HU Credits:
3
Degree/Cycle:
2nd degree (Master)
Responsible Department:
computer sciences
Semester:
1st Semester
Teaching Languages:
Hebrew
Campus:
E. Safra
Course/Module Coordinator:
Dr. Oded Schwartz
Coordinator Office Hours:
ד 14-15
Teaching Staff:
Dr. Oded Schwartz
Course/Module description:
Supercomputers are composed of hundreds of thousands to millions CPUs. They play a major role in many areas. Many of the internet services rely on this technology; Supercomputers are also used for scientific computing and simulations in academia and industry.

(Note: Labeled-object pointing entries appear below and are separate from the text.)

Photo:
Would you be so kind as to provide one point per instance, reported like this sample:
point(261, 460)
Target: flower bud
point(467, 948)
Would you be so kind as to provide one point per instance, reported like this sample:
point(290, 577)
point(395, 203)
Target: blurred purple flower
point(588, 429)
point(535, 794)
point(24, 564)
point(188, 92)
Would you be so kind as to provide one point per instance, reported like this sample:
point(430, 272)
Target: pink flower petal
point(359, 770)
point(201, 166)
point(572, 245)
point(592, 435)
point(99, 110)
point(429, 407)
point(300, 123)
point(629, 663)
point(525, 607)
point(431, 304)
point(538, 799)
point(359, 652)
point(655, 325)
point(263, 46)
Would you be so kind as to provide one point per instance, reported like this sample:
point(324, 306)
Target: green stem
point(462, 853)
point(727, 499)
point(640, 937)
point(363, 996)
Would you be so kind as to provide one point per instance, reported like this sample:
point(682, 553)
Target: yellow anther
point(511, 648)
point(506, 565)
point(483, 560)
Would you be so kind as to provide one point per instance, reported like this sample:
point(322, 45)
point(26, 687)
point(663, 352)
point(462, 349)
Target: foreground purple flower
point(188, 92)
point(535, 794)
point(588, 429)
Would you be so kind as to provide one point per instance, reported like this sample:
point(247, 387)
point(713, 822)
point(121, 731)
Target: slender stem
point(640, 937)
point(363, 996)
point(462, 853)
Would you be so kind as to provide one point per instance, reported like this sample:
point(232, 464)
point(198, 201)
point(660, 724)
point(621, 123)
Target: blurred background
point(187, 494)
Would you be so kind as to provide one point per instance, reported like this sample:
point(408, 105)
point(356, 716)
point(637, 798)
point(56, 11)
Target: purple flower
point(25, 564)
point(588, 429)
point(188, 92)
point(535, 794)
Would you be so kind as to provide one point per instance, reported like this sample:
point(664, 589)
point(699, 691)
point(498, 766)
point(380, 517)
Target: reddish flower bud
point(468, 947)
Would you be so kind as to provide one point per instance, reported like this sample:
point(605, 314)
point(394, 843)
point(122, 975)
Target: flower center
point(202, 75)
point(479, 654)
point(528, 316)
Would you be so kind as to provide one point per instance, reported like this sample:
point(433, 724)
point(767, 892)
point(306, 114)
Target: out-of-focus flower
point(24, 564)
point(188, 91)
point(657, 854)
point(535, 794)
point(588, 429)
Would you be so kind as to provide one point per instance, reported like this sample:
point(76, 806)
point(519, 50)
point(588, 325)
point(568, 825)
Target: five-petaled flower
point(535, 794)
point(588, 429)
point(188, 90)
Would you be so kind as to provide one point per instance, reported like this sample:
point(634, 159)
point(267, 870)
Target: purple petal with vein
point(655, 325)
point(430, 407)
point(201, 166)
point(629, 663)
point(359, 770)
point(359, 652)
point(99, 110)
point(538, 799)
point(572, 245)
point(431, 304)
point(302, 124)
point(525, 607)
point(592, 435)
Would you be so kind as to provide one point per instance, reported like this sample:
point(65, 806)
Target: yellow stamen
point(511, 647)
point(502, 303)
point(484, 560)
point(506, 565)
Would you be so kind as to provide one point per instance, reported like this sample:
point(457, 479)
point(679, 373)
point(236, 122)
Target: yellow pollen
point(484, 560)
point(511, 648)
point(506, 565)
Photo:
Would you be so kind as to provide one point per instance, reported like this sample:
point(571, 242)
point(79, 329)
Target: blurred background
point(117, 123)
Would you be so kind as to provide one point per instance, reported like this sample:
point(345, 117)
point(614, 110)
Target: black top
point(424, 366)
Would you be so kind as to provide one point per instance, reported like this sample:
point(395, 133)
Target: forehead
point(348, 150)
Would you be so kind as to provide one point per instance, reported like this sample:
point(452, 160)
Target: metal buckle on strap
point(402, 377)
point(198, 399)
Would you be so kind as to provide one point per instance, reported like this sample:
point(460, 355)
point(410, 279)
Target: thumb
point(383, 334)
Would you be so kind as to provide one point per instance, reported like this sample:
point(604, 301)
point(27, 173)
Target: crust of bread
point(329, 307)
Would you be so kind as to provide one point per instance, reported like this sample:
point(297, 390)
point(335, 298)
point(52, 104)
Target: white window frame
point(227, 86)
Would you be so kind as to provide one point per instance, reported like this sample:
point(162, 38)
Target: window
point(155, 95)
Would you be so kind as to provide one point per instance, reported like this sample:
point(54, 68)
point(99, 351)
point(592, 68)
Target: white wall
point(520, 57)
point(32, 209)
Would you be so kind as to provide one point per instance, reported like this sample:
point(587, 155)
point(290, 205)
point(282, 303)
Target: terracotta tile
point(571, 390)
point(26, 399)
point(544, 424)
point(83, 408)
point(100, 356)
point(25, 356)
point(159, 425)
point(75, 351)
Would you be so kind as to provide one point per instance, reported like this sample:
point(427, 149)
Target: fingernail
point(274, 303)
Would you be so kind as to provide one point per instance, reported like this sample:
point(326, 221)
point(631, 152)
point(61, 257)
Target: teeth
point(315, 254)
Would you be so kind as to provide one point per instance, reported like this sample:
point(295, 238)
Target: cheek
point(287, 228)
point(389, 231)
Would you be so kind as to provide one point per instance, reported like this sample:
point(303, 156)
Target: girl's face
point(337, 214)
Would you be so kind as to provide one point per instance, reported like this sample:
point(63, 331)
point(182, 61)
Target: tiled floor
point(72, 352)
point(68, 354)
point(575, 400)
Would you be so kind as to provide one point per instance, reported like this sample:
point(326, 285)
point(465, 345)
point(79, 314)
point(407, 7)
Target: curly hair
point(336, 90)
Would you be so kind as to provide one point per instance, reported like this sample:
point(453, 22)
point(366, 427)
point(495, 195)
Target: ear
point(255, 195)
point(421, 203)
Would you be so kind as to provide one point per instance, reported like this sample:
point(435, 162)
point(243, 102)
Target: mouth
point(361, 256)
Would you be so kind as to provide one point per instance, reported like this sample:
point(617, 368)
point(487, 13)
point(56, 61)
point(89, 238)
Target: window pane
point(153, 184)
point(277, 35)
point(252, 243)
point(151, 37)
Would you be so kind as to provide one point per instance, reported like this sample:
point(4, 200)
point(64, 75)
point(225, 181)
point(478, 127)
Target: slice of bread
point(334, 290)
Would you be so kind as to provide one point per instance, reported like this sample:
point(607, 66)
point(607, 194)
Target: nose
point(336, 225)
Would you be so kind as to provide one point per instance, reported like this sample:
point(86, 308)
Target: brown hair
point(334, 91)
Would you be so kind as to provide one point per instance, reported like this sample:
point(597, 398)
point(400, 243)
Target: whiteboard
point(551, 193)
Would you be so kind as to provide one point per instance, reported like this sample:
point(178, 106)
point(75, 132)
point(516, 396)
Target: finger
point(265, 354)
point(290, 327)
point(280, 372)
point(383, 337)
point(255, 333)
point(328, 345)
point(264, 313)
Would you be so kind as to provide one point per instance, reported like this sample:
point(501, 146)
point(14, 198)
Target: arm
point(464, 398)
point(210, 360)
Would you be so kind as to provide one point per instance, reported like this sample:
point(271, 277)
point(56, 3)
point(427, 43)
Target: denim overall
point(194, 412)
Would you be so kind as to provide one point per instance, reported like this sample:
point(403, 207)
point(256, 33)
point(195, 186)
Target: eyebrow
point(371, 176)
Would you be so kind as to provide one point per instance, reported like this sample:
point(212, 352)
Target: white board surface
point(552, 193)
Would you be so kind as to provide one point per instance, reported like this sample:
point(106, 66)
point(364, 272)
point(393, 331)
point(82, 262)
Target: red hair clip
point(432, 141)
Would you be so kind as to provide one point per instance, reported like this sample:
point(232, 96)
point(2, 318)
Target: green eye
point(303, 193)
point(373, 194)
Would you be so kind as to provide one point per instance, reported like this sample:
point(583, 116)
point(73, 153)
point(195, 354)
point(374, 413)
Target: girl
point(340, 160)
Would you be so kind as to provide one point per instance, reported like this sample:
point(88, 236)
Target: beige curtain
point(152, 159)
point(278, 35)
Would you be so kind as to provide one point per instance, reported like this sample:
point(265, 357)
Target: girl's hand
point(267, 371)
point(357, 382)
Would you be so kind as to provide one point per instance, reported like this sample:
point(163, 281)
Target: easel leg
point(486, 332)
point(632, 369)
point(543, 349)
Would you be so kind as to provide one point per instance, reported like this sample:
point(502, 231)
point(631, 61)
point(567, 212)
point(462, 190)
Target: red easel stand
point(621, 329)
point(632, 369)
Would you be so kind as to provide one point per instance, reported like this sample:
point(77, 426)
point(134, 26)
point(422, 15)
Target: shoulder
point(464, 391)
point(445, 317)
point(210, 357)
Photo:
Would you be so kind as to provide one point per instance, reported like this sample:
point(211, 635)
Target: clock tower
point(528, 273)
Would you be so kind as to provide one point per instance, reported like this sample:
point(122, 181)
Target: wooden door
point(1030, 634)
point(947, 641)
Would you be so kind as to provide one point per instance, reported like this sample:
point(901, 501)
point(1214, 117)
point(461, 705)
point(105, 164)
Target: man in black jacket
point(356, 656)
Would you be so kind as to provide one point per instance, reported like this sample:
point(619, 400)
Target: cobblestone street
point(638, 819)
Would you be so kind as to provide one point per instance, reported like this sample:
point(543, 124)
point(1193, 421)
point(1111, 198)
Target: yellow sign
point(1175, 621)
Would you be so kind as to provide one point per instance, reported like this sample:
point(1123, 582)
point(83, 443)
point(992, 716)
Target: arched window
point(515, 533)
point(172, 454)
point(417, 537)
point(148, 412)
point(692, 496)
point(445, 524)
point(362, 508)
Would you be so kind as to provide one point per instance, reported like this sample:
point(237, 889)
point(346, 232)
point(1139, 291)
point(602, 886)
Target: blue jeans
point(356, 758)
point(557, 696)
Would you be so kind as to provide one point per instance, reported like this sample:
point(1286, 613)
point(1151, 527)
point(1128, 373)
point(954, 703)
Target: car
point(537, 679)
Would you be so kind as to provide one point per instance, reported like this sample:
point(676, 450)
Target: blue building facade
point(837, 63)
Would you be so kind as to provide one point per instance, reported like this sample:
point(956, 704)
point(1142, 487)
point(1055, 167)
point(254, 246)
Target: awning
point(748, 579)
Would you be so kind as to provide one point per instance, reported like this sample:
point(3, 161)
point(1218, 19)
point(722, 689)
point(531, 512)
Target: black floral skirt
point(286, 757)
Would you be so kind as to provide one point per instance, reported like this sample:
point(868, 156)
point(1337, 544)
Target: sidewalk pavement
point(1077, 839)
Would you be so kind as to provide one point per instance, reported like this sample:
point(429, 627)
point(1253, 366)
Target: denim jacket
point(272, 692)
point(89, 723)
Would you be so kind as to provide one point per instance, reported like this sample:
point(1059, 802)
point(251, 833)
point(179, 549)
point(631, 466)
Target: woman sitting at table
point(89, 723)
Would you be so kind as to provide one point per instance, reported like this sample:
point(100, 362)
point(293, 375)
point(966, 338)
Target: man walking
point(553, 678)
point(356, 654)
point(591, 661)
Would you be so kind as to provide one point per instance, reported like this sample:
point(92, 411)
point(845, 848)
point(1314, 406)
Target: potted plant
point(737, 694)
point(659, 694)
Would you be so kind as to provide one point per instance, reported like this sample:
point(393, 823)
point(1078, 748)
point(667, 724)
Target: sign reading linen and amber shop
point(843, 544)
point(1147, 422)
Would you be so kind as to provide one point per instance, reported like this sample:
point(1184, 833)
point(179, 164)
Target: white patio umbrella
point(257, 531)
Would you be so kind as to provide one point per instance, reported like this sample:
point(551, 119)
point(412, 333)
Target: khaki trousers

A major problem in the frontier of computer science is that existing algorithms may not fit to supercomputers due to two main challenges:
1) How to achieve high performance? In particular, how to deal with the major bottleneck: the cost of communication between processors and within the memory hierarchy. Communication costs much more time and energy than arithmetic computations (by orders of magnitude). Judging by hardware trends, the share of communication costs in the total costs is likely to increase further. Hence the need for communication minimizing algorithms.
2) How to ensure fault tolerance? Fault tolerance is required to handle computation errors: with the increase of machine size and the decrease of operating voltage, soft errors (bit flips) and hard errors (component failure) are expected to become more common. One has to make sure that if a CPU or GPU breaks down, the computed results remain trustworthy. This requires algorithms with fault detection and fault correction capabilities.
We will survey these challenges from theoretical and practical perspectives, as they apply to various computations, such as matrix multiplication and linear algebra, FFT, sorting, graph algorithms, and dynamic programming.
Graduate students and third year undergrads are welcomed.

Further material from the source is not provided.